A subtle silver lining to the postponing of E-Way bill roll-out is that traders will now have more time to prepare for the much-awaited system. Due to the technical glitches that crashed the e-way bill landing on 1 February, the same has been put on hold until any further notification from CBEC. E-way bills are electronic way bills generated for movement of goods whether or not supply.
The advent of centralised system in e-way bills has standardised the document inspection procedure and brought the scattered steps on a common web-based platform, while improving the efficiency in movement and widening tax revenue by preventing possible under-invoicing. And as GST entails making sure of every consignment above Rs 50,000 to be passed only upon being e-way bill-compliant, it will be somewhat difficult for the beginners to get to that point right away, writes Firstpost.com.
If any local businessman either send goods outside the state or bring goods from outside the state, then e- waybill will be applied, writes https://blog.saginfotech.com. Unregistered persons are also required to generate e-Way Bill. However, where a supply is made by an unregistered person to a registered person, the receiver will have to ensure all the compliances are met as if they were the supplier.

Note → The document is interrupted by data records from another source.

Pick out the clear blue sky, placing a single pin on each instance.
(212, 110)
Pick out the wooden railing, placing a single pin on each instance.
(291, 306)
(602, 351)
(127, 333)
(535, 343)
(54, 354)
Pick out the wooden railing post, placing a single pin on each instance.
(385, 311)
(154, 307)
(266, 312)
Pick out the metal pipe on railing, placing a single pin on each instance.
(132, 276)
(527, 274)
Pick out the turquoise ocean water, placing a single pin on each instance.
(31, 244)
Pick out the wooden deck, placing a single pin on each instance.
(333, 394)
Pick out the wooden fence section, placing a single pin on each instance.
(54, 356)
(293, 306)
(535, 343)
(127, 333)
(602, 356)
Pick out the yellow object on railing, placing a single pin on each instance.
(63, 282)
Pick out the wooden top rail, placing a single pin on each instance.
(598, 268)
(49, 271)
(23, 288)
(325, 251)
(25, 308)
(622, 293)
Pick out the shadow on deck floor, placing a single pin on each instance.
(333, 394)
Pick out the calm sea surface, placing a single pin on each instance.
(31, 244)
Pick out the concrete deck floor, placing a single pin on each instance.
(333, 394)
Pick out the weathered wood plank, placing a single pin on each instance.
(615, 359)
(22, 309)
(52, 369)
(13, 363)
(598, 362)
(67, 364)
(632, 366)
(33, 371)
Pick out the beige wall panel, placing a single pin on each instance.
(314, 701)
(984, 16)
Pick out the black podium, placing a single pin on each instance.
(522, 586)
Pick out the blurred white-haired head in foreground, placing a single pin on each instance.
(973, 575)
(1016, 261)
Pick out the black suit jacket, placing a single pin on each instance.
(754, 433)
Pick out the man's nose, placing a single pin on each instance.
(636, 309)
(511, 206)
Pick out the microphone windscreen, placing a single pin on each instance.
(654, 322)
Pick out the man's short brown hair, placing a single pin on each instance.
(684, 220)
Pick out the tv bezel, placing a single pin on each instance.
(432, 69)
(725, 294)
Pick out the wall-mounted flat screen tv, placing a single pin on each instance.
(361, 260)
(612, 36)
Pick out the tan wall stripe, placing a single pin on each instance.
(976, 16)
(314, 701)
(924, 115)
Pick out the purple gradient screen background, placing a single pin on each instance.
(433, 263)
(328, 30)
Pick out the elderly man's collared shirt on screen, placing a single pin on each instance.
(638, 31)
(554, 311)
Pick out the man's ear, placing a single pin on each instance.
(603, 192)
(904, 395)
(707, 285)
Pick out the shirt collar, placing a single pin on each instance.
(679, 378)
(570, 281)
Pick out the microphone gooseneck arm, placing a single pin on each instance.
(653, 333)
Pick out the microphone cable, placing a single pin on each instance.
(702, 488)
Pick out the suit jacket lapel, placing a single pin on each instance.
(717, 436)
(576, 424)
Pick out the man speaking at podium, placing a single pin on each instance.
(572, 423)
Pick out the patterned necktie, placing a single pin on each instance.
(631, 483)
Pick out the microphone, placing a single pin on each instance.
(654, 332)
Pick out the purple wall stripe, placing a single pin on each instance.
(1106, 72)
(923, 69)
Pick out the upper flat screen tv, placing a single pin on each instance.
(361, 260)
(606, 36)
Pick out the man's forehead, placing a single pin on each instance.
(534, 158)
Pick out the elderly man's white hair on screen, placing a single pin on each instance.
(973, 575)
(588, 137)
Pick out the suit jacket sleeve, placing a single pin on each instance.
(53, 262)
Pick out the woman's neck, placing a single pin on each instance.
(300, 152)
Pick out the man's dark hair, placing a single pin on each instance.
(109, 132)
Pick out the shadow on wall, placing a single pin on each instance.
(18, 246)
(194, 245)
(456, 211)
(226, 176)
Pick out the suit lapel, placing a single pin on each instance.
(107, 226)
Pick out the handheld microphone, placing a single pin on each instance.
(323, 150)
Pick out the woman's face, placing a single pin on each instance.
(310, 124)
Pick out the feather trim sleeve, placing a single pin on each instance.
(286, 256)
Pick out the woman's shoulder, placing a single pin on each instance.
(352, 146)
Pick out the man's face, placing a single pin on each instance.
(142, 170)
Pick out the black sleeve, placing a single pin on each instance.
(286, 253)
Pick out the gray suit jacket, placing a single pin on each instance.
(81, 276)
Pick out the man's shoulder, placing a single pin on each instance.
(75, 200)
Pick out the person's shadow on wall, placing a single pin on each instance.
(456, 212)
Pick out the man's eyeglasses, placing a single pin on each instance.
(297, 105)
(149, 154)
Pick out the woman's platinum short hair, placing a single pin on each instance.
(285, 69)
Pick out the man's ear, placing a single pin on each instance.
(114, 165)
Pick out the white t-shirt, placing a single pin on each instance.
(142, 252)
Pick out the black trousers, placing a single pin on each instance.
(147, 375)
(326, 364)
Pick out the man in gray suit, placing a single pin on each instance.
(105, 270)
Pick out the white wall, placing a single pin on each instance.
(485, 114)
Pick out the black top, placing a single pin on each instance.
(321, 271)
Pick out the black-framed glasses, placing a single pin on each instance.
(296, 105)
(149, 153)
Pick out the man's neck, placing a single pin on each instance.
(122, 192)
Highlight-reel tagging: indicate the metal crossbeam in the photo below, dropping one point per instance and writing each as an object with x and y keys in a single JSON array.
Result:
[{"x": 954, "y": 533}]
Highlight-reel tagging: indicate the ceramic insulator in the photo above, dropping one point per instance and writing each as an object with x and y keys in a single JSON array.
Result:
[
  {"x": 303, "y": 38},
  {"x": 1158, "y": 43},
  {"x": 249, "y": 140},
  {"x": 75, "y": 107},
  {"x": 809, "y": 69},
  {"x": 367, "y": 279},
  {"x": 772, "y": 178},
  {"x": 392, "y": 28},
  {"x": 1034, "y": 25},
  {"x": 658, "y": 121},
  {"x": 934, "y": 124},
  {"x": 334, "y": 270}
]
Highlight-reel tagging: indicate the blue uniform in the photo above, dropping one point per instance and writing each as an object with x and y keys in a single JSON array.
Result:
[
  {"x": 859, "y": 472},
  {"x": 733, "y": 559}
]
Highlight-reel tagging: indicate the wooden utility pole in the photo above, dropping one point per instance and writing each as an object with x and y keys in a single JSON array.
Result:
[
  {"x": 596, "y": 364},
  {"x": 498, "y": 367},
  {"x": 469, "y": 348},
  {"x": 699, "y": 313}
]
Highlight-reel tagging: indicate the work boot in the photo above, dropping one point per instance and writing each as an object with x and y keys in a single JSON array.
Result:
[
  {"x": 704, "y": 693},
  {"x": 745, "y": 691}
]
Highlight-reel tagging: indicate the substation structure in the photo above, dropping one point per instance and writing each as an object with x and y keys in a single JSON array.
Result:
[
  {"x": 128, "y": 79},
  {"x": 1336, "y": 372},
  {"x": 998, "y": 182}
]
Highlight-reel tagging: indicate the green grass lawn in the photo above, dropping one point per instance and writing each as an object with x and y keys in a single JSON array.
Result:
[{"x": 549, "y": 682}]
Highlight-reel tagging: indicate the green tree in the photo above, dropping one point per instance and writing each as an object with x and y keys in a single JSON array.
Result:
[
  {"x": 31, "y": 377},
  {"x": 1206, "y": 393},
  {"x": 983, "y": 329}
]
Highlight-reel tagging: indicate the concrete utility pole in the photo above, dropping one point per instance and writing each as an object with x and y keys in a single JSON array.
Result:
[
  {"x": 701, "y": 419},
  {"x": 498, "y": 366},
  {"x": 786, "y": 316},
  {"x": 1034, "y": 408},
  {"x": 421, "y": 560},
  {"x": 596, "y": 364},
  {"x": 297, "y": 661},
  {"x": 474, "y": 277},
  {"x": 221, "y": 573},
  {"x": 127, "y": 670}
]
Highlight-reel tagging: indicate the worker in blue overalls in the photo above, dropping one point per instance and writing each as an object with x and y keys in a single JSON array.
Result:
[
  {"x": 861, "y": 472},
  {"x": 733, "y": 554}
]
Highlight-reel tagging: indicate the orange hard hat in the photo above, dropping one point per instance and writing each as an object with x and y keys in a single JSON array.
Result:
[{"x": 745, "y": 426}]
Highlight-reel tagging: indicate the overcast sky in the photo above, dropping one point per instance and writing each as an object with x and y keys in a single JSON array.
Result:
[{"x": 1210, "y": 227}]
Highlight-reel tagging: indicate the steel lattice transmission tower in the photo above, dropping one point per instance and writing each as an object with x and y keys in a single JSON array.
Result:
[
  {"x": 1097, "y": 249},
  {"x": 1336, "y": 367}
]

Transporters carrying goods by road, air, rail, etc. also need to generate e-Way Bill if the supplier has not generated an e-Way Bill. In the following cases it is not necessary to generate e-Way Bil: The mode of transport is non-motor vehicle; Goods transported from port, airport, air cargo complex or land customs station to Inland Container Depot (ICD) or Container Freight Station (CFS) for clearance by Customs; and Transport of specified goods, according to cleartax.in.